Over the past decade, neural networks have achieved state-of-the-art results in a wide variety of prediction tasks, including image classification, machine translation, and speech recognition. These successes have been driven, at least in part, by hardware and software improvements that have significantly accelerated neural network training. Faster training has directly resulted in dramatic improvements to model quality, both by allowing more training data to be processed and by allowing researchers to try new ideas and configurations more rapidly. Today, hardware developments like Cloud TPU Pods are rapidly increasing the amount of computation available for neural network training, which raises the possibility of harnessing additional computation to make neural networks train even faster and facilitate even greater improvements to model quality. But how exactly should we harness this unprecedented amount of computation, and should we always expect more computation to facilitate faster training?

The most common way to utilize massive compute power is to distribute computations between different processors and perform those computations simultaneously. When training neural networks, the primary ways to achieve this are model parallelism, which involves distributing the neural network across different processors, and data parallelism, which involves distributing training examples across different processors and computing updates to the neural network in parallel. While model parallelism makes it possible to train neural networks that are larger than a single processor can support, it usually requires tailoring the model architecture to the available hardware. In contrast, data parallelism is model agnostic and applicable to any neural network architecture – it is the simplest and most widely used technique for parallelizing neural network training. For the most common neural network training algorithms (synchronous stochastic gradient descent and its variants), the scale of data parallelism corresponds to the batch size, the number of training examples used to compute each update to the neural network. But what are the limits of this type of parallelization, and when should we expect to see large speedups?

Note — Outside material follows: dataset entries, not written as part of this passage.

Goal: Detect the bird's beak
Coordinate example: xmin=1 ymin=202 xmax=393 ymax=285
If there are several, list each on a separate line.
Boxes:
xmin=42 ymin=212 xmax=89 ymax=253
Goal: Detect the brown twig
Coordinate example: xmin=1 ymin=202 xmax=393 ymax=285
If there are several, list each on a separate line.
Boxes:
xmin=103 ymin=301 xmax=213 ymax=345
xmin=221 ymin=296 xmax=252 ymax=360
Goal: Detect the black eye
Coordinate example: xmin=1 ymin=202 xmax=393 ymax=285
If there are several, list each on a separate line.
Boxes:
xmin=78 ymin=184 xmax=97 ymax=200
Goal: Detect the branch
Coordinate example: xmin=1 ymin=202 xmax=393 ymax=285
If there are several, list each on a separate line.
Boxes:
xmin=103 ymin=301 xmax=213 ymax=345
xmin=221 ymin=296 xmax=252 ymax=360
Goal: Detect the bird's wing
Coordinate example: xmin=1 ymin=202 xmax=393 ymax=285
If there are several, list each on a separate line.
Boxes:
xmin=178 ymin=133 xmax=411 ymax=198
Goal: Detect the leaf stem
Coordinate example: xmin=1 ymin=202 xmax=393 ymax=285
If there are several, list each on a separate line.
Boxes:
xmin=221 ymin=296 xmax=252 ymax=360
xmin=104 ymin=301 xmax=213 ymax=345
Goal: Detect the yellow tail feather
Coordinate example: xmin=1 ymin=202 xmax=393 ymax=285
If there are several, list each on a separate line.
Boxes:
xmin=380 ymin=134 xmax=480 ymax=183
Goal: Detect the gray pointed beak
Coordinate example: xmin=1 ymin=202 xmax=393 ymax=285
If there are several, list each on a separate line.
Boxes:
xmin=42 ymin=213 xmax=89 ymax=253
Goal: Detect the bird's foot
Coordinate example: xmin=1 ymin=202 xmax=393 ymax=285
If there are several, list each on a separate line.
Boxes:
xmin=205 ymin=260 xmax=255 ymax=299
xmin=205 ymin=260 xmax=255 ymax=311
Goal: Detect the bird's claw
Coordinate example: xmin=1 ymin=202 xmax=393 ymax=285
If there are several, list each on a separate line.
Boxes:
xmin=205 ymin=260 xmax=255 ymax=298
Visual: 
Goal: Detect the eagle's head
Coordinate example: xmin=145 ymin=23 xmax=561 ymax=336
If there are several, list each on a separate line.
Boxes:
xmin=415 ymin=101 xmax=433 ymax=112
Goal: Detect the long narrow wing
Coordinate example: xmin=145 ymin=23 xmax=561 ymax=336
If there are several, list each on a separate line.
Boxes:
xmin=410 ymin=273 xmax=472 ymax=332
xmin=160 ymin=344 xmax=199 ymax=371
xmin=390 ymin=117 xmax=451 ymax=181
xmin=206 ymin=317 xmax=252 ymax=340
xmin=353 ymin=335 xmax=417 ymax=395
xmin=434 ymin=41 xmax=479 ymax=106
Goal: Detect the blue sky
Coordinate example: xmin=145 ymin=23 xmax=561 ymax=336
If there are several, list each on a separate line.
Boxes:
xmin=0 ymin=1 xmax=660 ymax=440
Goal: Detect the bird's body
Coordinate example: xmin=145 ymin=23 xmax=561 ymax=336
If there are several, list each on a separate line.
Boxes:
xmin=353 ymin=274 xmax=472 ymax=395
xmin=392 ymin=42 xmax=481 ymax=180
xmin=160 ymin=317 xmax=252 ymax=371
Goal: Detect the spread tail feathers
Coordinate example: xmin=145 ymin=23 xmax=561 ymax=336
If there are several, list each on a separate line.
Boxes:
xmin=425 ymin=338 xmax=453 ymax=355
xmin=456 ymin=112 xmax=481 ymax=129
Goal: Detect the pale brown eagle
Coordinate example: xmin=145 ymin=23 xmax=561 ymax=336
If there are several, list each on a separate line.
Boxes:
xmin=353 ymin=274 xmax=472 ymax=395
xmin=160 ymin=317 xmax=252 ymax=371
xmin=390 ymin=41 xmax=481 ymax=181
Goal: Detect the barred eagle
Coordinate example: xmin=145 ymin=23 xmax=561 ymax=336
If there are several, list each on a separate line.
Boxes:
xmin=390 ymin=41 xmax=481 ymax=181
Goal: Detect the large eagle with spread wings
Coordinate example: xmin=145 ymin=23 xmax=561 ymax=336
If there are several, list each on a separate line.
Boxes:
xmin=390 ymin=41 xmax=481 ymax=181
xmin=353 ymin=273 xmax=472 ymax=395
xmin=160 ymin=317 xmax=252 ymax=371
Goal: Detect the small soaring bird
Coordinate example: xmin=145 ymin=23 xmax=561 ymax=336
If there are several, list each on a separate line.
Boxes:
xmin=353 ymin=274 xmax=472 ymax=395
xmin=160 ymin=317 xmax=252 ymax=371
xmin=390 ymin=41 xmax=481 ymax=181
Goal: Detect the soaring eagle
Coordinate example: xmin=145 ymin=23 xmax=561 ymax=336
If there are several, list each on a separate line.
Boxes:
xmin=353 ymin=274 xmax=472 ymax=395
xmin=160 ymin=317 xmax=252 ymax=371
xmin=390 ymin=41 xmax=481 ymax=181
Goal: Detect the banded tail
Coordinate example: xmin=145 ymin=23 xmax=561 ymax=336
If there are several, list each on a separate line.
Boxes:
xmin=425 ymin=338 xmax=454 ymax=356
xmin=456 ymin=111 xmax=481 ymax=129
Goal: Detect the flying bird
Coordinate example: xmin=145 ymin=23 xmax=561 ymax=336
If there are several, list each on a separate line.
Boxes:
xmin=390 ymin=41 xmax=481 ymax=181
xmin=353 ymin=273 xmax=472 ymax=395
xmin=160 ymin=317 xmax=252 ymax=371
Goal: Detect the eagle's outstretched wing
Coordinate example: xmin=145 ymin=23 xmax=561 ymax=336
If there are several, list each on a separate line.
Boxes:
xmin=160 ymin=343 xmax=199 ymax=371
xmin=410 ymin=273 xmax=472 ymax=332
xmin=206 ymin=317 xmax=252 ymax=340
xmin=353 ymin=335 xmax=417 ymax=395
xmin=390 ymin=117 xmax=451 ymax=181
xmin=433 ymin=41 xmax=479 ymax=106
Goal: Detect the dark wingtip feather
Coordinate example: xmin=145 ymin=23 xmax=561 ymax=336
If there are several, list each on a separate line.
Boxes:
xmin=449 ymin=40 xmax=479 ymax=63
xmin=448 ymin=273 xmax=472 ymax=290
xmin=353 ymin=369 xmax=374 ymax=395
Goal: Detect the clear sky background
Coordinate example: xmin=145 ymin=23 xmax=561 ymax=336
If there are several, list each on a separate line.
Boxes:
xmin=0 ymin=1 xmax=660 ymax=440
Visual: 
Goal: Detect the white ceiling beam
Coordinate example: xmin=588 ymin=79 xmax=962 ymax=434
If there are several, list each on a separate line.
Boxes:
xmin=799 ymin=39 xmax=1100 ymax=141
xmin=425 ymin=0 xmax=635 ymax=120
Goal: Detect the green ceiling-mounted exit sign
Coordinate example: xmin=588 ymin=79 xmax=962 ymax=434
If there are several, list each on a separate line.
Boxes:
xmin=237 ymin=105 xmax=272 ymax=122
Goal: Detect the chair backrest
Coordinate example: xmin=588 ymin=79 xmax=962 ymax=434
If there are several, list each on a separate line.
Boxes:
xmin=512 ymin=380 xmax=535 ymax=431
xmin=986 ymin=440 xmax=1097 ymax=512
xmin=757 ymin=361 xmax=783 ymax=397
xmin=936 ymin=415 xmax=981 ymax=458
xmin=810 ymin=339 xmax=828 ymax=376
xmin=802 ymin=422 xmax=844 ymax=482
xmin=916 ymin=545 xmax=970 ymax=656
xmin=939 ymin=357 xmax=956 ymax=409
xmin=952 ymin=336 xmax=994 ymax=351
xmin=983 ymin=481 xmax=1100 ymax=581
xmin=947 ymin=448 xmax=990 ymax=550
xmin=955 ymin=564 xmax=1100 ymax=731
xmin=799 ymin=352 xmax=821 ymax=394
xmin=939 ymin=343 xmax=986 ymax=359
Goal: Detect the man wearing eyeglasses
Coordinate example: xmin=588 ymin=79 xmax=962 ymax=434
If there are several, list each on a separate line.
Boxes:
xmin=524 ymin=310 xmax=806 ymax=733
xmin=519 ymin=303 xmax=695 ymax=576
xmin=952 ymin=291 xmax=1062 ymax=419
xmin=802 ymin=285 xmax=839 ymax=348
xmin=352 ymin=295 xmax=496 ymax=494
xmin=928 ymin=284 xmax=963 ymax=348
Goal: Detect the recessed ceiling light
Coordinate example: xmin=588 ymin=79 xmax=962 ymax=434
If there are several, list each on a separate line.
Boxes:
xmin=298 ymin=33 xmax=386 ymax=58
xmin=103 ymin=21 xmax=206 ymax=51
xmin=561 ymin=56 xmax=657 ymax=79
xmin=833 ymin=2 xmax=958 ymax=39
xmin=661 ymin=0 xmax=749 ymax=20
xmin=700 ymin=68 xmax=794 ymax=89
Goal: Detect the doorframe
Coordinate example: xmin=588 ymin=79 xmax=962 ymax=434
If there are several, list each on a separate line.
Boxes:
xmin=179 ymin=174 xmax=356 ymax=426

In "Measuring the Effects of Data Parallelism in Neural Network Training", we investigate the relationship between batch size and training time by running experiments on six different types of neural networks across seven different datasets using three different optimization algorithms ("optimizers"). In total, we trained over 100K individual models across ~450 workloads, and observed a seemingly universal relationship between batch size and training time across all workloads we tested. We also study how this relationship varies with the dataset, neural network architecture, and optimizer, and found extremely large variation between workloads. Additionally, we are excited to share our raw data for further analysis by the research community. The data includes over 71M model evaluations to make up the training curves of all 100K+ individual models we trained, and can be used to reproduce all 24 plots in our paper.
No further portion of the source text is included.